Make your mind up Rageh

Only Half of Me - being a Muslim in Britain by Rageh Omaar, published Viking, hardback £17.99

RAGEH Omaar was the face of BBC television in the early days of the US/British invasion of the country in 2002.
His book is a plea to the authorities waging the 'War Against Terrorism' and the public at large to understand the problems and sensitivities of being a Muslin in Britain which indeed is the sub-title to the work.
I am not so sure after reading Omar's rather chaotic and episodic memoir that the non-Muslim will be any the wiser over problems facing Islam and the Muslim community.
He complains early-on that British Muslims are often silent while their identity is being made by others going on to assert: "We, as a new generation of British Muslims, have to learn to speak about ourselves and our lives forcefully and honestly; to proclaim who we are."
In his discussion of home-grown terrorist, particularly Yassin Hassan Omar, who grew up in the Somali Ogaden area of Ethiopia, and who was captured after the second, abortive, attack on the London underground, he poses two questions: Should the focus be on finding out what influences, social and political, have created Omar; or should the question be: What is it in Islam that produces a terrorists.
Rageh Omaar half answers his own question by saying Muslims in general would rather not defend their faith in the face of the anti-terror war because: "To do so would be in some way to acknowledge that it is religion that drives these men to act as they do."
The notion that the terror phenomena is no more caused by Islamic religious doctrine than the Irish nationalist struggle and the IRA were caused by Catholicism is very much worth exploring because, if this is the case, it constitutes an intellectual admission that attempting to lay the blame for terrorism at the feet Islam as a religion is fallacious, and that terroristic violence is generated by non-religious factors rooted in history, imperialism and continued occupation (Iraq, Palestine, Iran!?); or, in the UK, social conditions of exclusion, racism and poverty.
Unfortunately Rageh Omaar does not really pursue this inquiry and the rest of the book is a rather rambling and random description of his travels as a journalist and Muslim.
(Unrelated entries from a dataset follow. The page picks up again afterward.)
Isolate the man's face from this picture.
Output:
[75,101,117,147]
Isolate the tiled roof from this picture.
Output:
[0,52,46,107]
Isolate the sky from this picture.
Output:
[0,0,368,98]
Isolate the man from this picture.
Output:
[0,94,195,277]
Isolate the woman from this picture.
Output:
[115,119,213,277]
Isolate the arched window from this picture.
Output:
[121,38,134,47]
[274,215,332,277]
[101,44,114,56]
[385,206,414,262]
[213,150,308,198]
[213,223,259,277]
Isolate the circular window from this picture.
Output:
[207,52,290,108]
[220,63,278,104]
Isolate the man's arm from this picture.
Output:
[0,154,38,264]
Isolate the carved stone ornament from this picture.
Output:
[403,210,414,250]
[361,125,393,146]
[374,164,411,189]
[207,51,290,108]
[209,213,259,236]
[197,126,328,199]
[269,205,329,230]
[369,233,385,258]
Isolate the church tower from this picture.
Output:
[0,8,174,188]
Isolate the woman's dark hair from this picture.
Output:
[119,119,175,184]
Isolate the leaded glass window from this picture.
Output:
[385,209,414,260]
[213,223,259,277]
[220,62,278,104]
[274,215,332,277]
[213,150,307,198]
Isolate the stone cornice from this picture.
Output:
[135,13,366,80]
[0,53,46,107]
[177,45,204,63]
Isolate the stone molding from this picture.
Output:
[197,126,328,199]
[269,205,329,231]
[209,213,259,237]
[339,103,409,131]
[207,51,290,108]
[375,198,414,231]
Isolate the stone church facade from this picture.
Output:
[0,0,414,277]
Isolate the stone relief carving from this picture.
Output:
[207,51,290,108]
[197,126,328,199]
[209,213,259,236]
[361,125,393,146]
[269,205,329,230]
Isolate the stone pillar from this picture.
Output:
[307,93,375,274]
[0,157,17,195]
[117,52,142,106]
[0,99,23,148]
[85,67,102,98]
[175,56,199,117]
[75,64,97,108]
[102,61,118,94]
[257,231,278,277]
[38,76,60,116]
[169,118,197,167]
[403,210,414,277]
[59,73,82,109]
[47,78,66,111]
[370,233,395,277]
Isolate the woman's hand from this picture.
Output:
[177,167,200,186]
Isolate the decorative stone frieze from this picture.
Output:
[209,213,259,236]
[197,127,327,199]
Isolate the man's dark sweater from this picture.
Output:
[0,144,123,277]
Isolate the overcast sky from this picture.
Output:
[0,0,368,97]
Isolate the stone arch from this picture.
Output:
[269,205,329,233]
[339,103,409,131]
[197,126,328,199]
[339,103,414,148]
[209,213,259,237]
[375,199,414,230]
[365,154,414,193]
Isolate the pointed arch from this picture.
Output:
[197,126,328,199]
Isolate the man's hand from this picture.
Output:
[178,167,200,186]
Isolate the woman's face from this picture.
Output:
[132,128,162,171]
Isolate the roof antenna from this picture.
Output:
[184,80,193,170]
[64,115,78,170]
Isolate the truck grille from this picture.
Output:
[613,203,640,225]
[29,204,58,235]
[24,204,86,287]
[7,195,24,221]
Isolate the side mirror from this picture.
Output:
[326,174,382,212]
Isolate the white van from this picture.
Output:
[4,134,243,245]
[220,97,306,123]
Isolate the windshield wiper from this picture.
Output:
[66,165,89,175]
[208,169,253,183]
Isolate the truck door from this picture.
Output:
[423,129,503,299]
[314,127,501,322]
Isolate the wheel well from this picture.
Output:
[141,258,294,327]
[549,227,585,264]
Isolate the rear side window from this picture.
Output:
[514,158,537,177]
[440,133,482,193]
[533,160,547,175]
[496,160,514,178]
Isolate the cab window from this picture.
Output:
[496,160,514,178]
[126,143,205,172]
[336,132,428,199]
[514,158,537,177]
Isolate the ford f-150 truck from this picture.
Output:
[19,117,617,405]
This is not without its interest but the chapters do not lead to any conclusions about anything.
He is obviously disturbed by the Iraq invasion calling his chapter on it The Catastrophic War reserving particular disquiet for the US decision to take on the Shia leader Moqtada al Sadr's forces in the city of Najaf thus violating a most sacred place for Shias containing the tomb of their martyr Ali. But apart from registering general unease he does not make clear his own position on the invasion or US/British policy which continues to attract near universal condemnation from the Muslim world though he recently walked out of the BBC criticising it's coverage of the conflict to join the Arab TV station Al Jazzra.
In all a rather slight and indecisive chronicle from Rageh.